Then in step 4, the sampled image is filtered by using the noise template obtained in step 3 to filter noise. During filtering, the sampled image and the noise template are subjected to convolution operation to obtain a filtered imageWherein->Representing convolution operation,/->Representing pixel coordinates in the image.
After the filtering processing, in order to save the storage space, the invention reprocesss the filtered image. Referring to fig. 1 and 4, the reprocessing of the filtered image includes steps 5 to 7, firstly, the filtered image is expanded according to taylor formula through step 5 to obtain an edge feature image of the filtered imageWherein, the method comprises the steps of, wherein,for derivative image +.>Is a second derivative image.

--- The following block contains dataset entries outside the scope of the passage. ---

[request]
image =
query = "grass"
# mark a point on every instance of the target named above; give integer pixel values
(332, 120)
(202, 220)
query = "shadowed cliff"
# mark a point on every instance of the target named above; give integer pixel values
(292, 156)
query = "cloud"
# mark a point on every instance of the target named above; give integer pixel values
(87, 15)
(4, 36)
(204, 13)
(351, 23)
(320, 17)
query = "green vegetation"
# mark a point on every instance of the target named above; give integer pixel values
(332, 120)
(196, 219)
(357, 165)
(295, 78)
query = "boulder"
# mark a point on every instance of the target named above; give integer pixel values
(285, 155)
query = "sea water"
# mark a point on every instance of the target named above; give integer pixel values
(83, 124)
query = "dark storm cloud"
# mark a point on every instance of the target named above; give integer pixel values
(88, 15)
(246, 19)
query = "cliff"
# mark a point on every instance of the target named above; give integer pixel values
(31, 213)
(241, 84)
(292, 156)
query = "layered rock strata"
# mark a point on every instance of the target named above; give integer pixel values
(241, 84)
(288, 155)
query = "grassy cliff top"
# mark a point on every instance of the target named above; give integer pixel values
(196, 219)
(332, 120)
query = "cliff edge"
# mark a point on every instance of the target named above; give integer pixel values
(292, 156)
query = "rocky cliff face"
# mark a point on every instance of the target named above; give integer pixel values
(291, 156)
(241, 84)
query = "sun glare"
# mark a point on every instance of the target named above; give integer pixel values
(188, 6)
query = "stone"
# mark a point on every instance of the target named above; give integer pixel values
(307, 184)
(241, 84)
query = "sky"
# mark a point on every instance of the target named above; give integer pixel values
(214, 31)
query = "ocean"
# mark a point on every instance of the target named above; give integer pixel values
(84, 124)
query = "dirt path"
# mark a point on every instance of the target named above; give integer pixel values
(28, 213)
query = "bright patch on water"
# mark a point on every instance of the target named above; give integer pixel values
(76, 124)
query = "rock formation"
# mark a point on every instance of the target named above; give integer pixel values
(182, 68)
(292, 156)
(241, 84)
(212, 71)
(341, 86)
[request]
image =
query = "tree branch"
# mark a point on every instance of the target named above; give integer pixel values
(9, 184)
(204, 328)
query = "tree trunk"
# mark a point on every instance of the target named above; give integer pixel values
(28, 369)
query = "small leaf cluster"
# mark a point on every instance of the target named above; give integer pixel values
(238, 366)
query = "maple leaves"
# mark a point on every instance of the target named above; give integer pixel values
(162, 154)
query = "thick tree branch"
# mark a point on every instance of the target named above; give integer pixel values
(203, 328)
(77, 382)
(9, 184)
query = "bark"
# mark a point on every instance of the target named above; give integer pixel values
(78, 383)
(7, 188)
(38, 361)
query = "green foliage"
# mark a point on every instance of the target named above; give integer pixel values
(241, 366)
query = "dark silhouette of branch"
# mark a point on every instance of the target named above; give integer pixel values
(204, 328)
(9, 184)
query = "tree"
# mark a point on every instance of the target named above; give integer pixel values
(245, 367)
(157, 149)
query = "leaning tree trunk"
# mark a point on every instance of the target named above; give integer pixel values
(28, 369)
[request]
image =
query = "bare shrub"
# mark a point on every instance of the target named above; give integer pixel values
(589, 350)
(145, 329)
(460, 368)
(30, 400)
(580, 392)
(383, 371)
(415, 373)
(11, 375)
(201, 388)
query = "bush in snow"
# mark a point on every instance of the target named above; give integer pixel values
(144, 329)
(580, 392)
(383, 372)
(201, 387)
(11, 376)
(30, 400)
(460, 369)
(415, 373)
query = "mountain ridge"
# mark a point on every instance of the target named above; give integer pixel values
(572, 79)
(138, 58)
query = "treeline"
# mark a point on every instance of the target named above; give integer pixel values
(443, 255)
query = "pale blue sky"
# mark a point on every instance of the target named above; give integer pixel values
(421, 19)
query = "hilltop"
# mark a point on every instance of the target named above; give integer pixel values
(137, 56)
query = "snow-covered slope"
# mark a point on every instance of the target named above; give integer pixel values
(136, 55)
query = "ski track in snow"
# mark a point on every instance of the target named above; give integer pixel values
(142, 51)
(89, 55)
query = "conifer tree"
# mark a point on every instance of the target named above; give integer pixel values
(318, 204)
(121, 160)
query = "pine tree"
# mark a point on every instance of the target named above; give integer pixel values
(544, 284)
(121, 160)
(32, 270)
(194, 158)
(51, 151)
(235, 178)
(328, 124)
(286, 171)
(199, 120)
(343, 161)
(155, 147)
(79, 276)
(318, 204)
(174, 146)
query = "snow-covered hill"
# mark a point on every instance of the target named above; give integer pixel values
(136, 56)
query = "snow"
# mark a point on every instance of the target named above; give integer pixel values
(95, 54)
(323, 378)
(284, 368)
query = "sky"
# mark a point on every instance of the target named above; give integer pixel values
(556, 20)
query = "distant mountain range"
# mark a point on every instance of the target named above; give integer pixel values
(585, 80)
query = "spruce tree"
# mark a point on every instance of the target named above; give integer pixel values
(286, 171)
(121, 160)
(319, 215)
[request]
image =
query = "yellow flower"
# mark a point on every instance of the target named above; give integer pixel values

It should be noted that, since the derivative image and the second derivative image are required when the edge feature image is acquired, before performing step 5, the method further includes: step 41, deriving the filtered image to obtain a derivative image; step 42, deriving the derivative image to obtain a second derivative image. Referring to fig. 7, fig. 7 is another flowchart of a coal detection method according to an embodiment of the present invention, in which the filtered image is processed in step 41Deriving, obtaining a derivative image as +.>. In step 42, the obtained derivative image is further derived to obtain a second derivative image +.>。
In step 6, thresholding the edge feature image to obtain a binary edge feature imageWherein->Representing a threshold. The binary edge feature image reflects the change degree of each pixel in the image, and the probability that the value of the binary edge feature image at the edge of the coal particles is 1 is far greater than the probability that the value of the binary edge feature image at the edge of the coal particles is 0 because the change degree of the pixels at the edge of the coal particles is high, so that the characteristics of the coal images can be reflected.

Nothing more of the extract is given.